今週の米PGAツアーは、「AT&Tバイロンネルソン」がテキサス州で開催されている。バイロンネルソン(1912―2006)は言うまでもなくゴルフ界のレジェンドで、歴代6位となる米ツアー通算52勝をあげ、メジャータイトルを5つ獲得した。その偉大な功績をたたえるためこの大会の大会名に使われている。
この大会のタイトルスポンサーである通信会社AT&Tは、スポンサー契約が2024年まで残っているにもかかわらず、今年をもってスポンサーを降りる交渉を米PGAツアーとスタートさせた。
AT&Tは「バイロンネルソン」以外にも、米ツアーで毎年2月に開催される「AT&Tペブルビーチプロアマ」という人気の大会でもタイトルスポンサーをつとめていて、今回バイロンネルソンのほうから撤退する理由は、ペブルビーチプロアマのほうにもっと注力したいという判断があった。

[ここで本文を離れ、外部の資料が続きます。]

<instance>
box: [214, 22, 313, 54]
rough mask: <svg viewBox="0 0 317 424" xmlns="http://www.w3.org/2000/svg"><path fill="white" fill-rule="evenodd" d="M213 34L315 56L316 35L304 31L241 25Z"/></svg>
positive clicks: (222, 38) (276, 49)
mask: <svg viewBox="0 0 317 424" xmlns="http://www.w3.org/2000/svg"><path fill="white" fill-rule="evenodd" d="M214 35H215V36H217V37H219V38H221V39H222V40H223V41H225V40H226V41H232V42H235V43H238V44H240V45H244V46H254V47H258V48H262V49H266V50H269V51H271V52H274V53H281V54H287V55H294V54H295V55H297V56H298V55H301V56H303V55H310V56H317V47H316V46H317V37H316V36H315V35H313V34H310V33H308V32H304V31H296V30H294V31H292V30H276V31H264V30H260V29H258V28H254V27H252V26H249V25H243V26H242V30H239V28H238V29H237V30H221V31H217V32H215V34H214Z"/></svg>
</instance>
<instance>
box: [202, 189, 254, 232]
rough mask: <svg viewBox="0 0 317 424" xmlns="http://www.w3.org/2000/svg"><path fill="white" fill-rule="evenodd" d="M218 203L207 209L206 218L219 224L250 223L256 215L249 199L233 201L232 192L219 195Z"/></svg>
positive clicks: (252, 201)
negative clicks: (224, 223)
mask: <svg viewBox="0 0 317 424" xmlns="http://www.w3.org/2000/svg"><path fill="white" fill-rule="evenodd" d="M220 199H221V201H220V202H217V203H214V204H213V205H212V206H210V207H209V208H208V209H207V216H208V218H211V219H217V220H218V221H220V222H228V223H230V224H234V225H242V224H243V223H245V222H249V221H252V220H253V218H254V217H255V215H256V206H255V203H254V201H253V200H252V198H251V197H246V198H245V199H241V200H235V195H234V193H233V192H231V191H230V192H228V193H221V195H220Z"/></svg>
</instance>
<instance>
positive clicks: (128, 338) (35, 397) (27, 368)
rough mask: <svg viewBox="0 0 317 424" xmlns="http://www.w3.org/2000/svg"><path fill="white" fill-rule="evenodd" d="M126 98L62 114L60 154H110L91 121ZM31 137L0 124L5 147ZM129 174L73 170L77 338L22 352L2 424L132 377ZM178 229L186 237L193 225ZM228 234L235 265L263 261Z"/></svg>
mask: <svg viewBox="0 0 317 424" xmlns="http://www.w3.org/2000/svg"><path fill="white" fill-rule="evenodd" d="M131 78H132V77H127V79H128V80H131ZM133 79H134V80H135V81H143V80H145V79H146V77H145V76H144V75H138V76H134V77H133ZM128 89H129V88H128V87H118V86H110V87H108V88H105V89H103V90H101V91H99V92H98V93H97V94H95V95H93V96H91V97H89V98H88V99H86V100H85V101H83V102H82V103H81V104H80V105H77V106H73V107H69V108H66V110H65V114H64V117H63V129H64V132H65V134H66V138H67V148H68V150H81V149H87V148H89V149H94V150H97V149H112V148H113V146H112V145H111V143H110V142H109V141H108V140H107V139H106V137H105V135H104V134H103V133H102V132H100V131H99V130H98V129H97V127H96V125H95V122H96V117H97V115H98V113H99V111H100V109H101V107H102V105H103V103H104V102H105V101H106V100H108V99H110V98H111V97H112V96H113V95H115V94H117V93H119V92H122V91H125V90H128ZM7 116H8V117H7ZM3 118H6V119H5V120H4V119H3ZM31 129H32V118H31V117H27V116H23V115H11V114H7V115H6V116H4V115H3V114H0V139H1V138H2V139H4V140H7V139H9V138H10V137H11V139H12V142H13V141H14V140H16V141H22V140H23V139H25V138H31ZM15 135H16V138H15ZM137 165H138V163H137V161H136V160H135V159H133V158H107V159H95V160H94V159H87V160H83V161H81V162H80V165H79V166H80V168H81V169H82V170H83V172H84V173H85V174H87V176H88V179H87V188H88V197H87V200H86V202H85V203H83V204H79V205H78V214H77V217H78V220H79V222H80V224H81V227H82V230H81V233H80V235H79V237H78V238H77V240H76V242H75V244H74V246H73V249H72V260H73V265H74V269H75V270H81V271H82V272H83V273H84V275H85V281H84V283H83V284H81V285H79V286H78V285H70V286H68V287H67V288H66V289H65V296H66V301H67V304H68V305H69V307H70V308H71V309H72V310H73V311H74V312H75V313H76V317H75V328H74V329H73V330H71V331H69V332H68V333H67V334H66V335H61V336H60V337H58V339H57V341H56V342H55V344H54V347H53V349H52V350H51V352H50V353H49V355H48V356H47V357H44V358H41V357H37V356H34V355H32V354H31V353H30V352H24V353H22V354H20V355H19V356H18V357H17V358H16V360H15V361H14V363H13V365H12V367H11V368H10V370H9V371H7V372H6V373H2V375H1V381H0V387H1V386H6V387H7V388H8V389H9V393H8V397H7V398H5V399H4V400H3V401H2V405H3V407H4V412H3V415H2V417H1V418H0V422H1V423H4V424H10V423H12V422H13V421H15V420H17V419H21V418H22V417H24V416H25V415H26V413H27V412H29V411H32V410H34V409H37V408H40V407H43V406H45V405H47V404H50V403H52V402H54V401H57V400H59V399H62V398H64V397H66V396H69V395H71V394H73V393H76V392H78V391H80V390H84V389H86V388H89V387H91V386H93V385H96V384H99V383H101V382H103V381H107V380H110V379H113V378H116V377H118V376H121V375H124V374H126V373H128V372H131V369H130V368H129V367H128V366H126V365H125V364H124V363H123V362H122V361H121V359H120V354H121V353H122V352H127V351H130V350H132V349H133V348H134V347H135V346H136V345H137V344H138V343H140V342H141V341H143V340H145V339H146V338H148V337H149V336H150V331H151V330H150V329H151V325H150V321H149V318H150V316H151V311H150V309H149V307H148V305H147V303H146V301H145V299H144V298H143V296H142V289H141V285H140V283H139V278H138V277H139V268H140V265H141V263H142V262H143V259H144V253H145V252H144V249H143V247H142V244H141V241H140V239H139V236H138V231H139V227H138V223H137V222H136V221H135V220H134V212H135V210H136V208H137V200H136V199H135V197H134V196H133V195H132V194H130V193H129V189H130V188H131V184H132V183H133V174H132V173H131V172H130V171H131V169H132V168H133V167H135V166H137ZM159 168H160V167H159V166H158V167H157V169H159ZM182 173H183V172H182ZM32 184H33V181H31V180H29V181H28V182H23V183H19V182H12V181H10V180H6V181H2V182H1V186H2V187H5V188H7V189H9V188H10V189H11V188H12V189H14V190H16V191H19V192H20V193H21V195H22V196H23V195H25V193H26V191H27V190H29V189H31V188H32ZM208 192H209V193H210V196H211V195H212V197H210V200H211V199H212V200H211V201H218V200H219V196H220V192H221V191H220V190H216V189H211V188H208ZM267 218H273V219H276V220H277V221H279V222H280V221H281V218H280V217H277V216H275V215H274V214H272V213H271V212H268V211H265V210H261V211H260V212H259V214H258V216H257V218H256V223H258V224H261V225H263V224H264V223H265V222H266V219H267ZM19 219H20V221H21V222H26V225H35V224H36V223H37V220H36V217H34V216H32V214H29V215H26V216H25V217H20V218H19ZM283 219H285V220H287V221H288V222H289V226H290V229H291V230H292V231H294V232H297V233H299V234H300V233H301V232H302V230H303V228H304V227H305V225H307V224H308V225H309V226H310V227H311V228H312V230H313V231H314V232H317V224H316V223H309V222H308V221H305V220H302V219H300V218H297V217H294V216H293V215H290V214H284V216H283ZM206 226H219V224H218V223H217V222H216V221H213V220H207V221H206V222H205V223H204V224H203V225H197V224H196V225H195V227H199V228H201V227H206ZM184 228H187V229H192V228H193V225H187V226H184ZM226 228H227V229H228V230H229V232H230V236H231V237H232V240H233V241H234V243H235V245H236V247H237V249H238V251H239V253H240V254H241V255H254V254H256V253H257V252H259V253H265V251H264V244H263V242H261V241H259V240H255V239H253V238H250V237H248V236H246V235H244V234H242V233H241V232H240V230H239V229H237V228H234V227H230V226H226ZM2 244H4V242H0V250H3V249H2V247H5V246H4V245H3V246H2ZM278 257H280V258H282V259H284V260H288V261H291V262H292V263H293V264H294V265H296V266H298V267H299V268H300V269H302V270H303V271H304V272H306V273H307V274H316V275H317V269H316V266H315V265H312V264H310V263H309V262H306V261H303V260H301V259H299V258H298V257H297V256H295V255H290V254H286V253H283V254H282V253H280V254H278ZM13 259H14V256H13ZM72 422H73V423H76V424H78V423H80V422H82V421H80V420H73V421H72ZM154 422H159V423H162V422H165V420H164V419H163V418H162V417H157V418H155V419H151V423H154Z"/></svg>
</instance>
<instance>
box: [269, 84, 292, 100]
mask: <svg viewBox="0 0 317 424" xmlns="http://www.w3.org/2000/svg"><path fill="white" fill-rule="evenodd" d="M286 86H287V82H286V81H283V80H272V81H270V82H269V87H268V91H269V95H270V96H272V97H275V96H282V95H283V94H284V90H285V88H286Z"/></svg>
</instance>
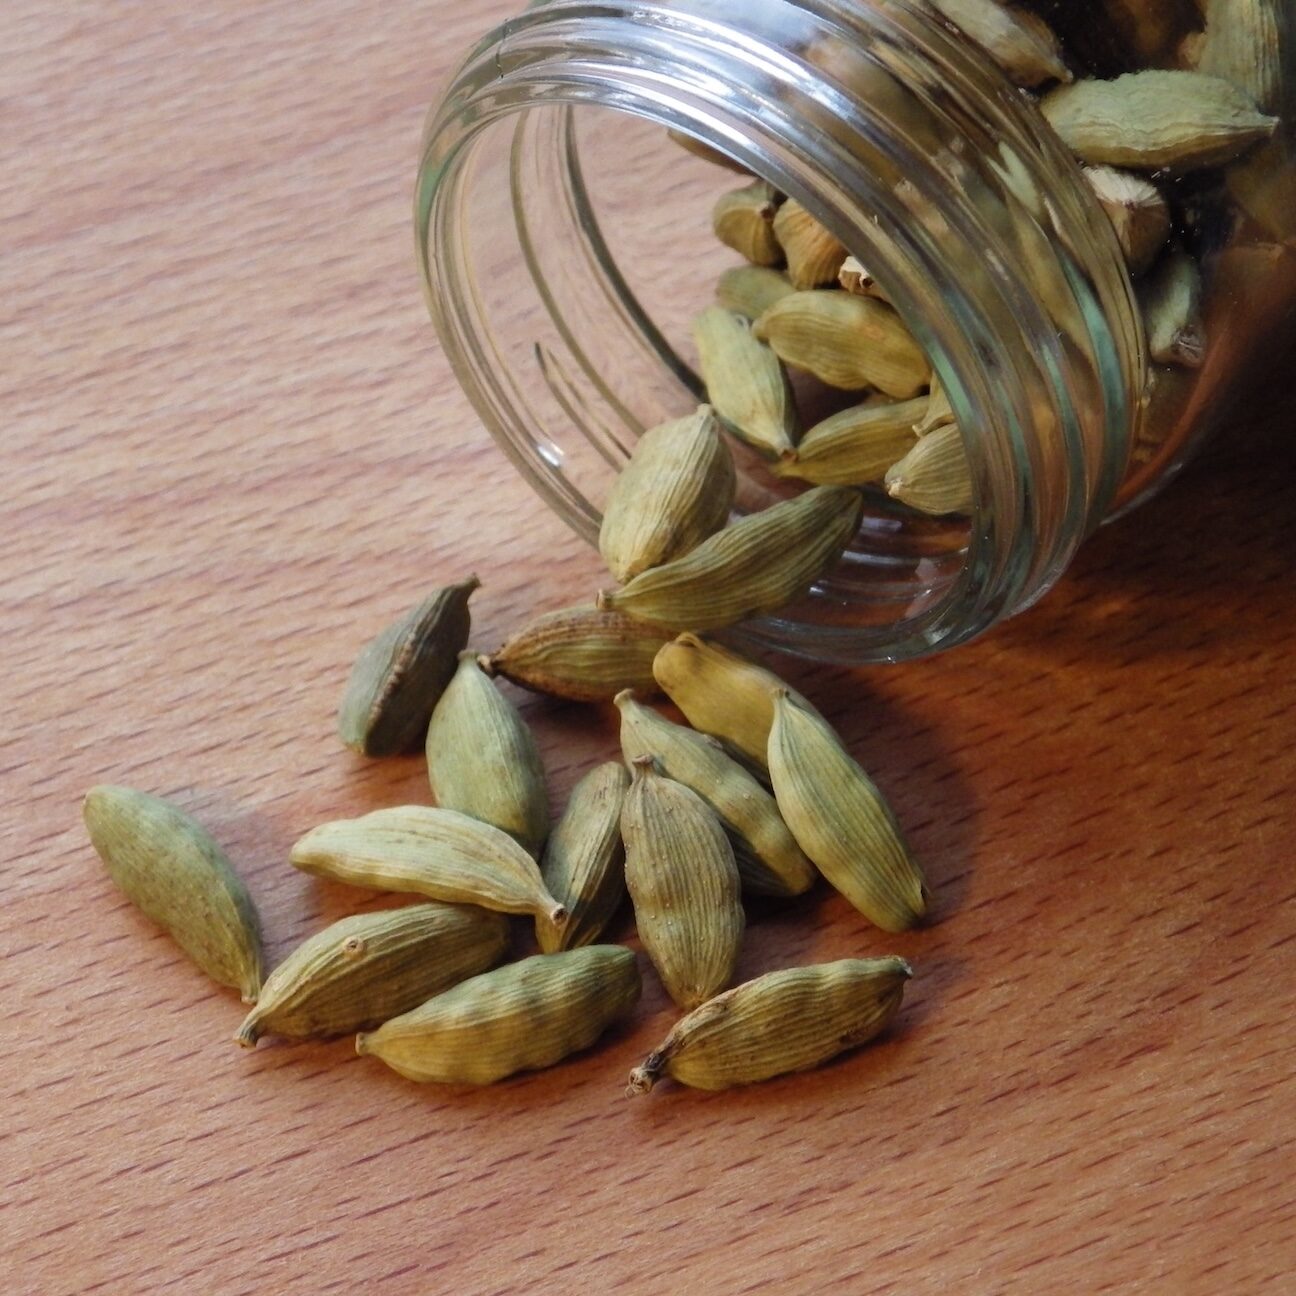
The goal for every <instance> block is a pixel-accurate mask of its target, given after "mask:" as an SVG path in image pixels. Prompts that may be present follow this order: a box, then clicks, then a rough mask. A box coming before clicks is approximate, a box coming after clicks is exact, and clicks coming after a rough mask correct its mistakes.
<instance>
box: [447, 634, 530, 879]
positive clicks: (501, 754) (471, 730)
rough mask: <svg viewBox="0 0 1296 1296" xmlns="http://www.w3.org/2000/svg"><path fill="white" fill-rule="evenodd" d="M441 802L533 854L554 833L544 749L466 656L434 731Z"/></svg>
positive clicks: (480, 672)
mask: <svg viewBox="0 0 1296 1296" xmlns="http://www.w3.org/2000/svg"><path fill="white" fill-rule="evenodd" d="M428 781H429V783H430V784H432V791H433V794H434V796H435V798H437V804H438V805H441V806H443V807H445V809H447V810H459V811H461V813H463V814H468V815H472V816H473V818H474V819H481V820H482V823H489V824H492V826H494V827H496V828H502V829H503V831H504V832H507V833H508V835H509V836H511V837H513V839H515V840H516V841H517V842H518V844H520V845H521V846H524V848H525V849H526V850H529V851H530V853H531V854H533V855H538V854H539V850H540V846H542V845H543V844H544V835H546V833H547V832H548V831H550V810H548V798H547V797H546V793H544V766H543V765H542V763H540V750H539V748H538V746H537V745H535V737H534V736H533V735H531V731H530V730H529V728H527V727H526V722H525V721H524V719H522V717H521V715H518V713H517V708H515V706H513V704H512V702H511V701H509V700H508V699H507V697H504V695H503V693H502V692H500V691H499V689H498V688H496V687H495V686H494V684H492V683H491V682H490V679H489V677H487V675H486V674H485V671H482V669H481V666H480V665H478V662H477V653H474V652H461V653H460V654H459V669H457V670H456V671H455V675H454V678H452V679H451V680H450V683H448V684H447V686H446V691H445V693H442V695H441V701H439V702H437V708H435V710H434V712H433V713H432V723H430V724H429V726H428Z"/></svg>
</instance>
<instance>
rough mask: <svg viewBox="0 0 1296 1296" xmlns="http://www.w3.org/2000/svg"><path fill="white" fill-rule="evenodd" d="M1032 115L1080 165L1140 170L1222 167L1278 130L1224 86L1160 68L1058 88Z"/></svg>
mask: <svg viewBox="0 0 1296 1296" xmlns="http://www.w3.org/2000/svg"><path fill="white" fill-rule="evenodd" d="M1039 110H1041V111H1042V113H1043V114H1045V118H1046V119H1047V122H1048V124H1050V126H1051V127H1052V128H1054V130H1055V131H1056V132H1058V133H1059V135H1060V136H1061V140H1063V143H1064V144H1065V145H1067V148H1069V149H1070V150H1072V153H1074V154H1076V156H1077V157H1078V158H1080V159H1081V161H1083V162H1098V163H1104V165H1107V166H1128V167H1135V168H1138V170H1143V171H1157V170H1161V168H1163V167H1165V168H1168V170H1172V171H1192V170H1198V168H1200V167H1208V166H1222V165H1223V163H1226V162H1231V161H1232V159H1234V158H1238V157H1240V156H1242V154H1243V153H1245V152H1247V150H1248V149H1249V148H1251V146H1252V145H1253V144H1257V143H1258V141H1260V140H1266V139H1269V136H1270V135H1273V133H1274V128H1275V127H1277V126H1278V118H1277V117H1266V115H1265V114H1264V113H1261V111H1258V110H1257V109H1256V104H1255V101H1253V100H1252V97H1251V96H1249V95H1248V93H1247V92H1245V91H1244V89H1240V88H1239V87H1238V86H1234V84H1232V83H1231V82H1226V80H1223V79H1222V78H1220V76H1208V75H1205V74H1204V73H1192V71H1161V70H1160V69H1150V70H1147V71H1139V73H1125V75H1124V76H1117V78H1116V79H1115V80H1109V82H1108V80H1078V82H1076V83H1074V84H1072V86H1063V87H1060V88H1058V89H1055V91H1051V92H1050V93H1048V95H1046V96H1045V97H1043V98H1042V100H1041V102H1039Z"/></svg>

来年からバイロンネルソンのタイトルスポンサーとして名乗りをあげたのは、レイセオンテクノロジーという会社で、その方向でいろいろ準備が進んでいたが、米PGAツアーのコミッショナーであるジェイモナハンが待ったをかけた。
レイセオン社は、バージニア州を拠点とする大手の航空・軍事会社で、最近サウジアラビアにミサイルを販売することをアメリカ政府より承認された。サウジアラビアといえば、その保有する基金が、昨年創設されたLIVゴルフを財政的に全面バックアップしている国である。
サウジアラビアは、同性愛者を処刑したり、裁判をおこなわないで犯罪者を処罰するなど、さまざまな人権侵害が国際的な批判にさらされている。その批判をかわすために、国際的なスポーツ大会に多額の資金を投入して、批判の声を封じようとしている。
なので、コミッショナーのジェイモナハンは、サウジアラビアとあらたな取引関係を結ぼうとするレイセオン社が、米ツアーが主催する大会のタイトルスポンサーとなることを嫌った。
米PGAツアーがLIVゴルフを脅威と感じて、そのバックにいるサウジアラビアを警戒する理由は十分理解できる。しかしそれ以上に、基本的人権が保障されていないサウジアラビアという国と関係が深い企業が、大会のタイトルスポンサーとなることで、米PGAツアーの動きが今後制約を受けることになることを恐れたのかもしれない。